In many ways, a relay network resembles a chain of people staying together. One person has a note that he must pass to the girl at the end of the line. He is the sender, she is the recipient and the people in between are the messengers or nodes. Pass the message to the first node, or person, who passes it to the second and so on until it reaches the girl and she reads it.
People might stand in a circle, however, instead of a line. Each person is close enough to reach the person on either side of and in front of them. Together, people represent a network and different messages can now pass around or through the network in different directions at the same time, as opposed to the straight line which could only carry messages in one specific direction. This concept, the way a network is structured and how it shares data, is known as a network topology. Relay networks can use many different topologies, from a line to a ring to a tree shape, to transmit information as quickly and efficiently as possible.
Often the relay network is complex and branches in multiple directions to connect many servers and computers. Where two lines from two different computers or servers meet, they form the nodes of the forwarding network. For example, two lines of computers could enter the same router, making it the node.
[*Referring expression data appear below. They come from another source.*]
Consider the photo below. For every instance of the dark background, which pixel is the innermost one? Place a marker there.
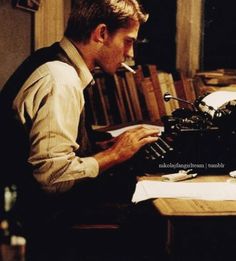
(219, 36)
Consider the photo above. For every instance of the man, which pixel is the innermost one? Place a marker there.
(43, 104)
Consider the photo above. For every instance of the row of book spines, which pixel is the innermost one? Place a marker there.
(126, 97)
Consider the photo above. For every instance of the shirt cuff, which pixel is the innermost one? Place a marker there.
(91, 166)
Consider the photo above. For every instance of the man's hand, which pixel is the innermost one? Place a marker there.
(126, 145)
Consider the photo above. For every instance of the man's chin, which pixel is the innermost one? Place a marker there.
(109, 70)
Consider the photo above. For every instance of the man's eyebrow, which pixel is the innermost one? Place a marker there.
(132, 38)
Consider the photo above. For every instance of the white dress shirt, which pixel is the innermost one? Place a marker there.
(52, 98)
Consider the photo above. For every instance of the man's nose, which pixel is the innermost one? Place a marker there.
(130, 53)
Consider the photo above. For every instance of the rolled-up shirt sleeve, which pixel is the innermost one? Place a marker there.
(53, 102)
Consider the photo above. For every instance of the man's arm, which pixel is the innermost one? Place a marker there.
(125, 146)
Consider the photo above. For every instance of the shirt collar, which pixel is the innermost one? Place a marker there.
(79, 63)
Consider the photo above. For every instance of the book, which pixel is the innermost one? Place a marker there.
(138, 77)
(164, 89)
(157, 89)
(150, 98)
(133, 93)
(119, 99)
(104, 106)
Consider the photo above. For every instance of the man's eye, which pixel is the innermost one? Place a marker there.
(129, 41)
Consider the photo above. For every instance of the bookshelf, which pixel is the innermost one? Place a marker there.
(125, 98)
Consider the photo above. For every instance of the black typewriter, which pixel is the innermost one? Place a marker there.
(202, 138)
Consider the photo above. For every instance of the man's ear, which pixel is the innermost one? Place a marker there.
(100, 33)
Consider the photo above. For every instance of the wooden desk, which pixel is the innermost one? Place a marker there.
(197, 220)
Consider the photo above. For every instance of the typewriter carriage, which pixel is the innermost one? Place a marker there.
(202, 138)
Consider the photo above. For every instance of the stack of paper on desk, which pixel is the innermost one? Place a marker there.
(147, 189)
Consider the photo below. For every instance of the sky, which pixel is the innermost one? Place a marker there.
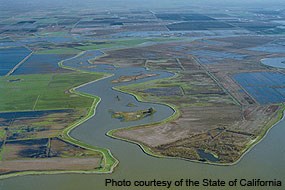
(134, 4)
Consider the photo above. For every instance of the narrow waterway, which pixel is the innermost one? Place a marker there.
(265, 161)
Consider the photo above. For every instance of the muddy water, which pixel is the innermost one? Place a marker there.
(278, 62)
(264, 161)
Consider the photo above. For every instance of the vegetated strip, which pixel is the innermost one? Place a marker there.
(19, 64)
(270, 124)
(109, 161)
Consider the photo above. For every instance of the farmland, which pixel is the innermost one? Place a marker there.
(203, 70)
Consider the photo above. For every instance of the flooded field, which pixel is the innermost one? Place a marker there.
(265, 87)
(10, 57)
(278, 62)
(41, 64)
(140, 166)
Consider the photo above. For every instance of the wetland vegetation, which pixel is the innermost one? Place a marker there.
(199, 90)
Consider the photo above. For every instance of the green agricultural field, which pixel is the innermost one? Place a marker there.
(106, 45)
(44, 92)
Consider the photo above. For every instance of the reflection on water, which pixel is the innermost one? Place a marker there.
(265, 161)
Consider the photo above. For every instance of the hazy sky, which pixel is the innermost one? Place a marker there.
(150, 4)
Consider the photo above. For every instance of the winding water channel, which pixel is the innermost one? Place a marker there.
(265, 161)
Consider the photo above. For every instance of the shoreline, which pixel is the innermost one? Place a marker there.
(110, 162)
(147, 150)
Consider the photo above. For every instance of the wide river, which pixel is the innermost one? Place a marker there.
(265, 161)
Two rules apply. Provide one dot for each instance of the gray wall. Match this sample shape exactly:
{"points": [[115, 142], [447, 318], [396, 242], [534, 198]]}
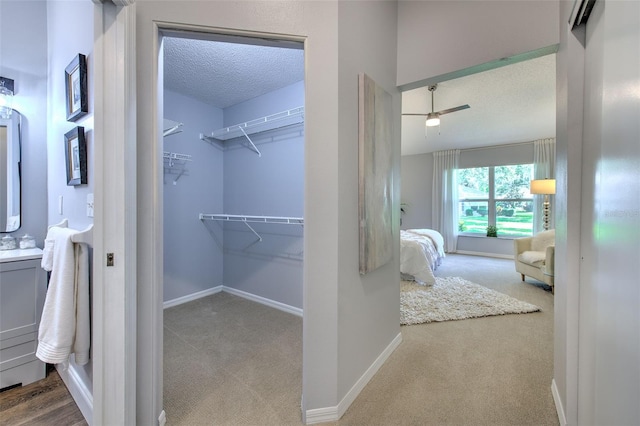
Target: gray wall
{"points": [[63, 46], [417, 189], [368, 305], [269, 185], [192, 248], [23, 28]]}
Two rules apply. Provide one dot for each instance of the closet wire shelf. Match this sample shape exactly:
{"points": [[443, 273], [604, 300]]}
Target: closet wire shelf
{"points": [[254, 219], [263, 124]]}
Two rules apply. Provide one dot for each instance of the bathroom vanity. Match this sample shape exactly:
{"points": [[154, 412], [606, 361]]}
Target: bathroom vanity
{"points": [[23, 287]]}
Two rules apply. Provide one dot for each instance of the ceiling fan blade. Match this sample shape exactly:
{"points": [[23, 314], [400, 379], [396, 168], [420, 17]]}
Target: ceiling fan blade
{"points": [[447, 111]]}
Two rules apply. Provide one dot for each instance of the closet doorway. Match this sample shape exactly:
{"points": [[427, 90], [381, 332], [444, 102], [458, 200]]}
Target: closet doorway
{"points": [[233, 197]]}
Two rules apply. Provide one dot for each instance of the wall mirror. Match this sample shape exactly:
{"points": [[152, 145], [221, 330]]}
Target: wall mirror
{"points": [[10, 162]]}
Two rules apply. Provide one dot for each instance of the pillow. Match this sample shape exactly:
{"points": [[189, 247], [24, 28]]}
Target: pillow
{"points": [[543, 240]]}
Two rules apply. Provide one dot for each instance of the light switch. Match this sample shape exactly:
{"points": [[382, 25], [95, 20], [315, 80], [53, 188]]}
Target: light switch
{"points": [[90, 205]]}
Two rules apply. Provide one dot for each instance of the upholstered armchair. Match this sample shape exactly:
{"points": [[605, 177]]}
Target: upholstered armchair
{"points": [[534, 256]]}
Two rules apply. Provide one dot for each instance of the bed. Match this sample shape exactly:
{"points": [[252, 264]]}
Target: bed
{"points": [[421, 252]]}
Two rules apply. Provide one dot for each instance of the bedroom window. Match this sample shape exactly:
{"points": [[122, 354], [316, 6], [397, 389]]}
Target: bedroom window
{"points": [[497, 195]]}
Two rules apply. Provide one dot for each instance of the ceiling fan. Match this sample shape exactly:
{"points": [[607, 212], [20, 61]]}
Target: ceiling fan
{"points": [[433, 118]]}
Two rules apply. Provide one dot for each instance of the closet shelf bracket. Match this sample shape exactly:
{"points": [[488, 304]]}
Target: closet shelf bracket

Wireless networks also use network forwarding. A laptop, for example, might connect to a wireless network that sends and receives information through one network and another until it reaches its destination. Even if not all parts of the network have physical cables, they still connect to other devices that function as nodes.
This type of network has several advantages. Information can travel long distances, even if the sender and receiver are far apart. It also speeds up data transmission by choosing the best path to travel between the nodes and the recipient’s computer. If one node is too busy, information is simply routed to another. Without relay networks, sending an email from one computer to another would require the two computers to be connected directly together before it could work.